Sudden infant death syndrome is pretty much any parent's worst nightmare — but in order to try and reduce infant mortality in the United States, it's important to understand the conditions that surround SIDS, and researchers have been steadily studying the syndrome for years now. While there are still many questions surrounding SIDS, researchers know that its incidence is higher among different communities in the country, and Native American communities suffering some of the highest rate of SIDS deaths a year. But just how many Native American babies die from SIDS a year, and why does that health disparity exist in the first place?

"Sudden infant death syndrome" is the term used to explain the tragic phenomenon in which a healthy baby dies while asleep, and unfortunately, researchers still aren't sure exactly why or how SIDS occurs. However, they do know that SIDS affects more black and Native American babies than it does their white, Hispanic, and Asian or Pacific Islander counterparts. And while infant mortality rates (and SIDS rates) decreased among most communities between 2005 and 2014, that drop was not seen in Native American communities.

According to the Centers for Disease Control and Prevention, the number of black and Native American infants who die of SIDS is twice as large as the number of white babies killed by the syndrome. Sudden, unexpected infant death (SUID) rates are highest among Native American populations, with a mortality rate of 190.5 deaths per 100,000 live births — and SIDS deaths account for nearly half (48 percent) of those unexpected deaths. So for every 100,000 Native American births, there are approximately 92 deaths due to SIDS.

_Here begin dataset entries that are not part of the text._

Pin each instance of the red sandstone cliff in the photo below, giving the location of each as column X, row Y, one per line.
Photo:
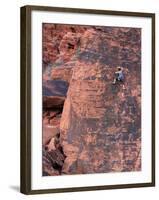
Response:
column 100, row 127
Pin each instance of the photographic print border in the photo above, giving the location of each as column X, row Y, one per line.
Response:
column 26, row 98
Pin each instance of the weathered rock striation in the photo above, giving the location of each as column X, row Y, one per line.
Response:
column 99, row 126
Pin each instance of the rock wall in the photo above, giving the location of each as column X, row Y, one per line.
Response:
column 100, row 124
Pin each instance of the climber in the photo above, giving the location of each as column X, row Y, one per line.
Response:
column 119, row 76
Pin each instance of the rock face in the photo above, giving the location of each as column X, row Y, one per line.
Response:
column 99, row 132
column 100, row 123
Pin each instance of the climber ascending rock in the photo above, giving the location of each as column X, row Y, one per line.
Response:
column 119, row 76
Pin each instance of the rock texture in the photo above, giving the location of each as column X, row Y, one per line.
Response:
column 99, row 126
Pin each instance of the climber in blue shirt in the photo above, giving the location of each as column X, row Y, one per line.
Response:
column 119, row 76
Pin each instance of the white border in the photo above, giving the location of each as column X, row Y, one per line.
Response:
column 39, row 182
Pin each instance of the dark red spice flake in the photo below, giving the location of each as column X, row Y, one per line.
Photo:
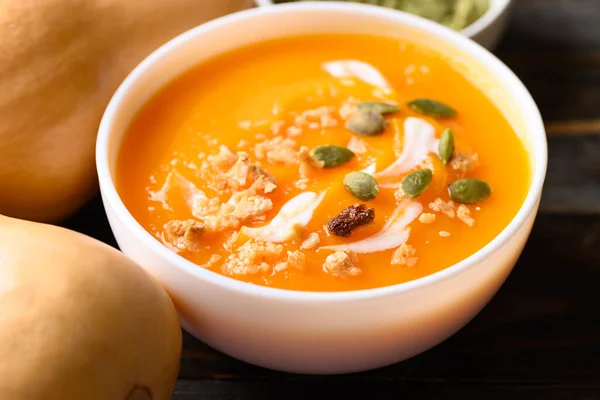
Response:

According to Mic, the racial disparity the United States sees in sudden infant death syndrome rates reflects already-existing maternal health disparities. According to the March of Dimes, those health disparities also result in higher black and Native American preterm birth rates and total infant mortality rates.

Reproductive justice advocate Elizabeth Dawes Gay told Mic last year that the disparities weren't new. "It's really sad, but not entirely surprising because we have a social and health infrastructure that leaves select groups of people behind," she said. She continued:

I think there could be a lot more done to raise awareness and to push policymakers to take action. Women are dying, babies are dying. It's too important of an issue to ignore.

There are campaigns already in place to help disseminate training materials and information on SIDS into Native American communities to help raise awareness, but the United States will also need to focus specifically on increasing minorities' access to maternal and infant health care.

On the bright side, overall rates of infant mortality and SIDS in the United States have decreased in recent years. Hopefully that's a trend that will continue — for all communities in the United States.